Around the time he is believed to have finished what we now know as "The Jefferson Bible," Jefferson wrote to his friend, William Short:

"We find in the writings of (Jesus's) biographers matter of two distinct descriptions. First, a groundwork of vulgar ignorance, of things impossible, of superstitions, fanaticisms and fabrications. Intermixed with these, again, are sublime ideas of the Supreme Being, aphorisms, and precepts of the purist morality and benevolence, sanctioned by a life of humility, innocence, and simplicity of manners, neglect of riches, absence of worldy ambitions and honors, with an eloquence and persuasiveness which have not been surpassed. These could not be the intentions of the groveling authors who related them. They are far beyond the powers of their feeble minds. They show there was a character, a subject of their history, whose splendid conceptions were above suspicion as being interpolations from their hands. Can we be at a loss in separating such materials and ascribing each to its original author? The difference is obvious to the eye and to the understanding, and we may read as we run to each his part; and I will venture to affirm that he who, as I have done, will undertake to winnow this grain from the chaff, will find it not to require a moment's consideration. The parts fall asunder of themselves, as would those of an image of metal and clay." (p. 29-30).

April 04, 2007 2:05 PM  
Blogger ELAshley said...

ER, your quotes are-- on the surface --troubling. And yet, deeper in, I find a lot with which to be encouraged.

I don't have time to explain, but you did at least live up to your word. I won't have much free time and computer availability 'til Saturday afternoon.
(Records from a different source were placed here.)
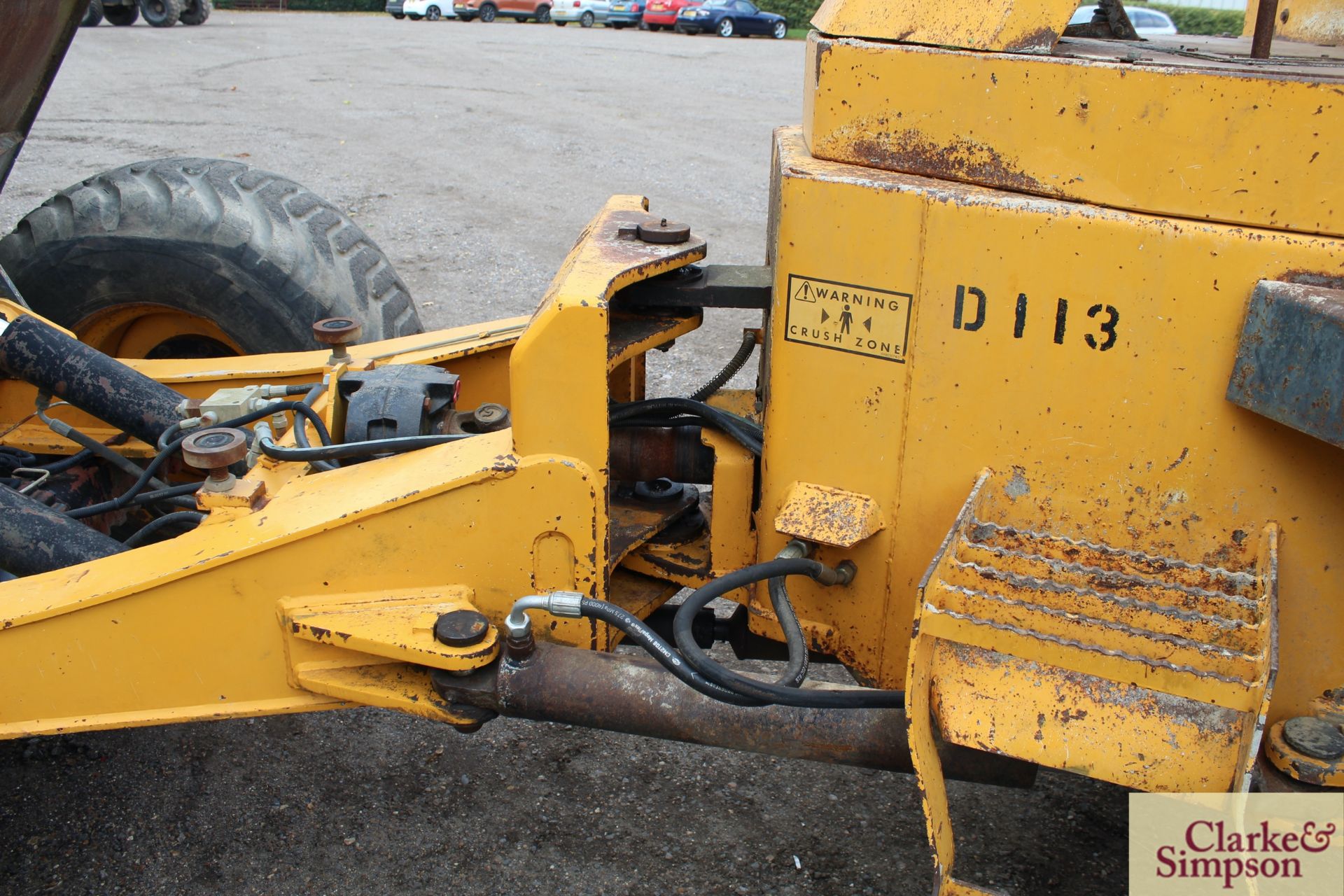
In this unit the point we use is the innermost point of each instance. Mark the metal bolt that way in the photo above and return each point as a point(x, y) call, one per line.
point(461, 628)
point(663, 232)
point(336, 332)
point(216, 450)
point(1313, 736)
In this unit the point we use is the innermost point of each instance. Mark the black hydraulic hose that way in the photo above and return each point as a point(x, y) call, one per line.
point(84, 456)
point(358, 449)
point(797, 643)
point(302, 428)
point(159, 460)
point(724, 678)
point(641, 634)
point(729, 371)
point(741, 429)
point(160, 523)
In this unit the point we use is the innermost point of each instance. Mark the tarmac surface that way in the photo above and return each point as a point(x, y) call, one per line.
point(473, 155)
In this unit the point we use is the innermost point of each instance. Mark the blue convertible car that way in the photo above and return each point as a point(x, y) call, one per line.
point(730, 18)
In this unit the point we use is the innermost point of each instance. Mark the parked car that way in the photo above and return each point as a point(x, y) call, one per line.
point(417, 10)
point(1147, 22)
point(729, 18)
point(582, 11)
point(492, 10)
point(626, 13)
point(662, 14)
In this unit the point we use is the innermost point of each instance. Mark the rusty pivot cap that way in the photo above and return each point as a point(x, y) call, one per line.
point(461, 628)
point(1316, 738)
point(336, 331)
point(663, 232)
point(214, 449)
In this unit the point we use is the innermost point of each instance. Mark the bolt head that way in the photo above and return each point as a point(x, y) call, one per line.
point(336, 331)
point(461, 628)
point(664, 232)
point(216, 448)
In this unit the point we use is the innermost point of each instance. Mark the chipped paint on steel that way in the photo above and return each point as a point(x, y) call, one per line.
point(1291, 359)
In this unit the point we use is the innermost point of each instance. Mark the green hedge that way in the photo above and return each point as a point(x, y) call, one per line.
point(1196, 20)
point(799, 13)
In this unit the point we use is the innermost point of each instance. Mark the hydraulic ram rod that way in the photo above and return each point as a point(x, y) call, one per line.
point(634, 695)
point(86, 378)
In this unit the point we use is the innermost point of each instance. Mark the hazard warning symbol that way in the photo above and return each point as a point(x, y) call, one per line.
point(853, 318)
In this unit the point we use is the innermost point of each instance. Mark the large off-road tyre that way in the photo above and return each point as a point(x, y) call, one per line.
point(122, 15)
point(93, 15)
point(162, 14)
point(198, 258)
point(194, 13)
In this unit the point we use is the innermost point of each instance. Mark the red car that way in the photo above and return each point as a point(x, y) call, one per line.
point(662, 14)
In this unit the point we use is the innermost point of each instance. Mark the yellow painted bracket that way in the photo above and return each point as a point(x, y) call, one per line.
point(827, 514)
point(397, 625)
point(1021, 26)
point(1113, 663)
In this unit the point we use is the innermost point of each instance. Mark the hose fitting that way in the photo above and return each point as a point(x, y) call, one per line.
point(518, 625)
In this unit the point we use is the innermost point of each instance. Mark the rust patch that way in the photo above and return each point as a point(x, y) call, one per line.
point(913, 152)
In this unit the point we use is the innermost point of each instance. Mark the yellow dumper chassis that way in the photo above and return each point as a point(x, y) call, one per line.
point(1054, 437)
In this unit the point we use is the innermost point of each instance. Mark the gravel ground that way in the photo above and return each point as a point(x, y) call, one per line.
point(475, 155)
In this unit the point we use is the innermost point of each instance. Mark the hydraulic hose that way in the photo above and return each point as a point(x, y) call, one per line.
point(729, 371)
point(673, 410)
point(162, 523)
point(660, 650)
point(793, 636)
point(724, 678)
point(302, 429)
point(167, 451)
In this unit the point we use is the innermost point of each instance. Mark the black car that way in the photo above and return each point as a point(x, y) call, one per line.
point(730, 18)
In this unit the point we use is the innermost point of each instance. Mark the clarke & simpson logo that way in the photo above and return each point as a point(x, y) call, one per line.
point(1256, 844)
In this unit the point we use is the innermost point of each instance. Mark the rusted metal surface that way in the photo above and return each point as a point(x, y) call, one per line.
point(36, 539)
point(827, 514)
point(1264, 35)
point(1291, 359)
point(635, 520)
point(634, 335)
point(1317, 22)
point(641, 453)
point(634, 695)
point(88, 379)
point(702, 286)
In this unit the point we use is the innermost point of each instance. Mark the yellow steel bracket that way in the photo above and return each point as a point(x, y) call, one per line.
point(377, 648)
point(1022, 26)
point(1108, 662)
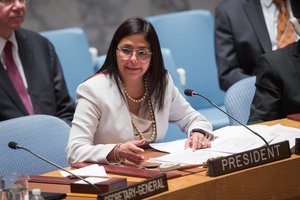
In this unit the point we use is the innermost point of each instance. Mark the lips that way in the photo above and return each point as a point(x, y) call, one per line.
point(132, 68)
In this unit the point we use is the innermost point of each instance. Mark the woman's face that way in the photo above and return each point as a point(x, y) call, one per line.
point(133, 57)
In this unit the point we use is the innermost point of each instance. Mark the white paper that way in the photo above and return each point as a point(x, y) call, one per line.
point(92, 180)
point(89, 171)
point(229, 140)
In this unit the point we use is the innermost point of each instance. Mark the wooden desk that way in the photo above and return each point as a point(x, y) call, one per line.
point(277, 180)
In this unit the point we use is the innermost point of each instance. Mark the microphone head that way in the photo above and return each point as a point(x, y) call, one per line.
point(13, 145)
point(189, 92)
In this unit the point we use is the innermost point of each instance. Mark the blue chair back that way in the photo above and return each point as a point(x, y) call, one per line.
point(189, 36)
point(72, 48)
point(238, 100)
point(44, 135)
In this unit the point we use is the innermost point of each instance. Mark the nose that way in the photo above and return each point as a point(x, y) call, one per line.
point(18, 3)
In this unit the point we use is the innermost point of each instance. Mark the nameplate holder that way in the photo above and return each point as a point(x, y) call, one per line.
point(138, 190)
point(106, 186)
point(248, 159)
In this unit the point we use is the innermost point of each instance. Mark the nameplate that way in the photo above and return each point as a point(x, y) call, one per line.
point(139, 190)
point(248, 159)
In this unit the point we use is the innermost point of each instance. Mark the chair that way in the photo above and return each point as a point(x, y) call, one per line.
point(44, 135)
point(238, 99)
point(72, 49)
point(174, 132)
point(189, 36)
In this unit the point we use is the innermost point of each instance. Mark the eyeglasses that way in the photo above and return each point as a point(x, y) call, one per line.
point(9, 2)
point(142, 54)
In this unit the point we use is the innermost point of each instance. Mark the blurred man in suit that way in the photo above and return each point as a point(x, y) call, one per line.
point(244, 30)
point(278, 79)
point(31, 78)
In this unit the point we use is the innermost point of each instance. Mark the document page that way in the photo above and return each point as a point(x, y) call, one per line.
point(228, 140)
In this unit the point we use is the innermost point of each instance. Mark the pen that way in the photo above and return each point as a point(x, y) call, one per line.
point(82, 195)
point(176, 166)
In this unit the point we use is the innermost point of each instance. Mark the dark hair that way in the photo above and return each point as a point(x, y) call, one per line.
point(156, 74)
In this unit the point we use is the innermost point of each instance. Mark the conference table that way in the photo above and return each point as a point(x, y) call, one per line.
point(275, 180)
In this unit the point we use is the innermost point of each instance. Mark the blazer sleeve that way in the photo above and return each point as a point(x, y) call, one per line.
point(266, 103)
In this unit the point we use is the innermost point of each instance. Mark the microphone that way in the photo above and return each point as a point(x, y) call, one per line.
point(14, 145)
point(191, 93)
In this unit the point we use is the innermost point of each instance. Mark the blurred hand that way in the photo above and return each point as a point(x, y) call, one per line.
point(197, 141)
point(130, 151)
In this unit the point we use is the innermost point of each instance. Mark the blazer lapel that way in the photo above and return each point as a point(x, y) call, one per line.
point(258, 23)
point(8, 87)
point(296, 57)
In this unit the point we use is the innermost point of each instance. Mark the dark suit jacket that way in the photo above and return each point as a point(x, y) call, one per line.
point(46, 84)
point(277, 85)
point(241, 36)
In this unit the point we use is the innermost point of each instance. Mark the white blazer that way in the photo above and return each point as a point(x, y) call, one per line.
point(102, 119)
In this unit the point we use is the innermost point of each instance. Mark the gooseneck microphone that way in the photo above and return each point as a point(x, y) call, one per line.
point(14, 145)
point(191, 93)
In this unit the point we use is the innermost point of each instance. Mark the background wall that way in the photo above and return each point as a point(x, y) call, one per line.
point(100, 18)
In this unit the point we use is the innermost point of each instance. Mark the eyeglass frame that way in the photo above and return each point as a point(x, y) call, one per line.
point(127, 57)
point(10, 2)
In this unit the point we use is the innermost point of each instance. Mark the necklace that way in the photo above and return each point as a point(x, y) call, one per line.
point(140, 99)
point(141, 134)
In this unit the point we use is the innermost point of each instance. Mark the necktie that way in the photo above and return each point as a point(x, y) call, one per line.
point(285, 31)
point(15, 77)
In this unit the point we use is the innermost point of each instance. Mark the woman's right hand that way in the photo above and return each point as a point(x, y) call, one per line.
point(130, 151)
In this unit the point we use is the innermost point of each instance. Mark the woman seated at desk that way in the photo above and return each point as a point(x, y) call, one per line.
point(129, 102)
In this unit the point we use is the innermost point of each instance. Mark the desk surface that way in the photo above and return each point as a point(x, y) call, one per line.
point(277, 180)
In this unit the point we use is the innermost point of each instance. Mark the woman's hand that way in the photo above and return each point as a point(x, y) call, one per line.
point(130, 151)
point(197, 141)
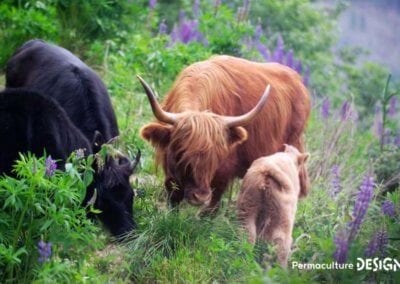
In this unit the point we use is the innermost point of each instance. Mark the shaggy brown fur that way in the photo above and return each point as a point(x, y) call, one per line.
point(199, 154)
point(268, 198)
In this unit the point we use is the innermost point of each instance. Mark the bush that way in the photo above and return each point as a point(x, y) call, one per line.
point(23, 21)
point(38, 208)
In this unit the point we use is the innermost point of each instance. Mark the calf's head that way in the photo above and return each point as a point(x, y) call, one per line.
point(193, 145)
point(111, 192)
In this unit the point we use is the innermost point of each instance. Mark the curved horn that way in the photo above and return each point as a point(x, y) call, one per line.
point(242, 120)
point(158, 112)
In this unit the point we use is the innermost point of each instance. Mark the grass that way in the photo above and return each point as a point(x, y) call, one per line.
point(178, 247)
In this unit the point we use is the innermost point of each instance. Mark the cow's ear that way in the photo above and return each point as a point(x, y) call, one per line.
point(303, 157)
point(97, 141)
point(237, 135)
point(157, 134)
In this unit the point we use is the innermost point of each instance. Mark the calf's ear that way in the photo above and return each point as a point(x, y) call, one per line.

Some 'Schmoe' within Gray Communications accidentally or deliberately allowed their stations network to become infected by a virus, according to our engineers, that was so new there was no ready fix. Since every network within Grays stable-- some 30+ --is linked via the internet, every single Gray station was infected... And we are just recovering, Bent having put in overtime himself to help out. But now we are all barred from accessing mail accounts other than station accounts... no Gmail, no Yahoo, no Hotmail, which means no moderating comments til 11PM central. Also, no more surfing that isn't directly job related-- though Bent feels secure enough to flaunt the rules. What this means for me, a guy who is used to checking his email every 10 or 15 minutes of the day... well... there is a seriously huge void in my life right now. You can't imagine how much downtime we have between 6:30 and 9:00PM... It's either bring a book or a movie to work, which is cool (I've burned through three books since Monday), but the Blog is completely off limits at work now.

April 05, 2007 1:14 AM  
Blogger Erudite Redneck said...

It's cool, EL.

But I don't know what's so disturbing about what Jefferson wrote. He was who he was: A serious student of the Enlightenment, a kind of Christian humanist who believed in the Creator and, while he probably (can't ever be sure) didn't "trust in (a divine) Jesus" in the substitionary atonement sense, he did, apparently, try to "follow" Jesus in his own way, in the moral-influence sense of atonement, which is more complicated than just "works." God's grace surely fell on him, IMHO.

Oh, and the farmin' thing of his at Monticello made him, ahem, an ... Erudite Redneck! :-)

April 05, 2007 1:25 AM  
Blogger Erudite Redneck said...

BTW, I blogged about this today, with a link to this thread. I was civil. :-)

April 06, 2007 2:42 PM  
Blogger Estase said...

You'll learn much more about Christianity if you drop the Jefferson and pick up Samuel Taylor Coleridge.